Much has been written over the years about Cesar Chavez and the United Farm Workers union, how it began, the struggles of the early union movement, the positive advances and more recently, about the internal repression in the latter part of the 1970’s and early 1980’s that choked off democratic life and processes.* Little has been written about the working conditions in the vegetable fields in those years (where the union movement had its base), and about the struggles that took place on the ground, in the crews – what they looked and felt like – those struggles that, for a time, changed conditions, aroused a broader public and put the growers and the apartheid-like system in California agriculture on the defensive. Nor has much been written about the radical movement of the late 60’s and early 70’s (including in Mexico) and how it both manifested itself among California farm workers and became a source of tension and struggle in the union.

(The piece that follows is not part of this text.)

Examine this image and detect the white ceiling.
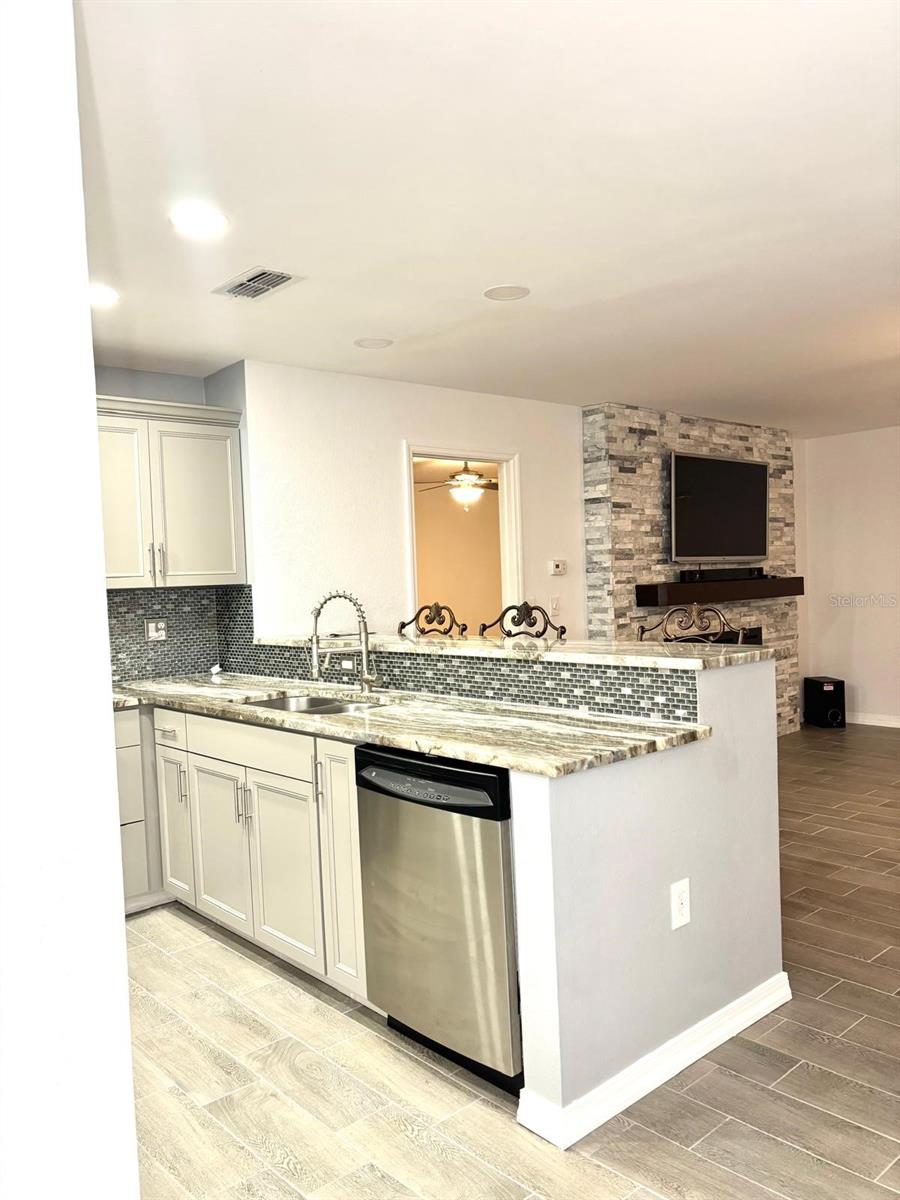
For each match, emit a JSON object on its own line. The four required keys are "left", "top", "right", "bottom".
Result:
{"left": 75, "top": 0, "right": 899, "bottom": 436}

A Memoir: Vietnam, GI Coffeehouses, COINTELPRO, Braceros, Strikes, Apartheid and Political Suppression within the Union
At the end of the 1960’s, at the height of the anti-war movement era, I was part of a core of radical student activists and Viet Nam vets that ran a GI coffeehouse in Seaside next to Fort Ord. When that project came to an end, a result of COINTELPRO type repression and changes in military policy, I stayed on working in Seaside. Then, from the Spring of 1971 until the winter of 1979, I worked in the fields of nearby Salinas Valley and other parts of California and Arizona. What began as a venture driven by curiosity and the need for a job turned into a decade of hard work, camaraderie, and political struggle.

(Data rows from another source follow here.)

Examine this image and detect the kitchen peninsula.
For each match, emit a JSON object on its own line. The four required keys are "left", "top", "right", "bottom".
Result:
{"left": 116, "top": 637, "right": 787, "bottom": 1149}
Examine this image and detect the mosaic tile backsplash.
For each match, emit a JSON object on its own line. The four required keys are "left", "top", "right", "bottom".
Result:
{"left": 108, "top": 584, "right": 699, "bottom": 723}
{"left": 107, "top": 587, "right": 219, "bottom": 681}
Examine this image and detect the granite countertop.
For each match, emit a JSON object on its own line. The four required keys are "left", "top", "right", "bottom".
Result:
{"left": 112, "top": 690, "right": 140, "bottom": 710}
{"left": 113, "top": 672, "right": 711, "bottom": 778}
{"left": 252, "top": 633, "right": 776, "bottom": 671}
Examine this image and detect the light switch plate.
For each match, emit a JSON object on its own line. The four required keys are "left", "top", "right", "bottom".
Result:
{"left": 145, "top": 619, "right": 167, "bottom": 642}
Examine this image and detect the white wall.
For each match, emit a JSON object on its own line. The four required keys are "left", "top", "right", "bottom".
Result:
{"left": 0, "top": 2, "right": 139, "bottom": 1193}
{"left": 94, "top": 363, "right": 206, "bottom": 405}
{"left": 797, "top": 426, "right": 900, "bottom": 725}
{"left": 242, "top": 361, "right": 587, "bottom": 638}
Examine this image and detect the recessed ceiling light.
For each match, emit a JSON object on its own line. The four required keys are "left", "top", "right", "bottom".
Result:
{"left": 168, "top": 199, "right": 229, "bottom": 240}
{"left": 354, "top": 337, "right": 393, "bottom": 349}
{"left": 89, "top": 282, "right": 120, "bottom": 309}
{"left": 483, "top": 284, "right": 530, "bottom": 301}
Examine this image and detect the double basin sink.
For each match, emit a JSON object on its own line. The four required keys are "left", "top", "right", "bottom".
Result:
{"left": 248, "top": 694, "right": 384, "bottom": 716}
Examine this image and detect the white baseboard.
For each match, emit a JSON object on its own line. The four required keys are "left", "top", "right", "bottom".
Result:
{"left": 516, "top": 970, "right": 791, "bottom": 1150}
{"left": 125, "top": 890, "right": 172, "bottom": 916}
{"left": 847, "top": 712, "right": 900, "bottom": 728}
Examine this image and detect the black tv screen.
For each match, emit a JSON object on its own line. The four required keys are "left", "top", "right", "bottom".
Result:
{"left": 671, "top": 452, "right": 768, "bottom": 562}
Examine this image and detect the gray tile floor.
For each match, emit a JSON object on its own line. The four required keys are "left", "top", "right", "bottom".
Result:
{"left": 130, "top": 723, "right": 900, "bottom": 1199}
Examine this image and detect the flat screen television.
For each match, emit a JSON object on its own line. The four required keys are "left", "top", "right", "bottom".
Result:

I thinned and harvested broccoli, cauliflower, and lettuce. I became a “lechuguero” working on a ground crew by piece rate. For some of those years I followed the ‘corrida’, the seasonal movement of crops up and down California between Salinas and the borderlands of the Imperial Valley and Yuma. I lived in the labor camps built in the bracero days and in Mexicali border hotels that housed workers during the winter crop. I was a participant of the “Division del Norte” down from Salinas that sparked the strike in Coachella in 1973 to take on the anti-union onslaught in the grapes; I was a UFW “submarine” in Gallo’s vineyard near Livingston in 1973, and in Watsonville’s apple orchards in 1974. I was in strikes, wildcats, walkouts and slowdowns waged to force growers to respect farm workers’ rights that the growers and contractors never ceased trying to undermine. I was immersed in the world of the farm workers. I was inspired their passion for justice, their hatred of oppression, and their humanity.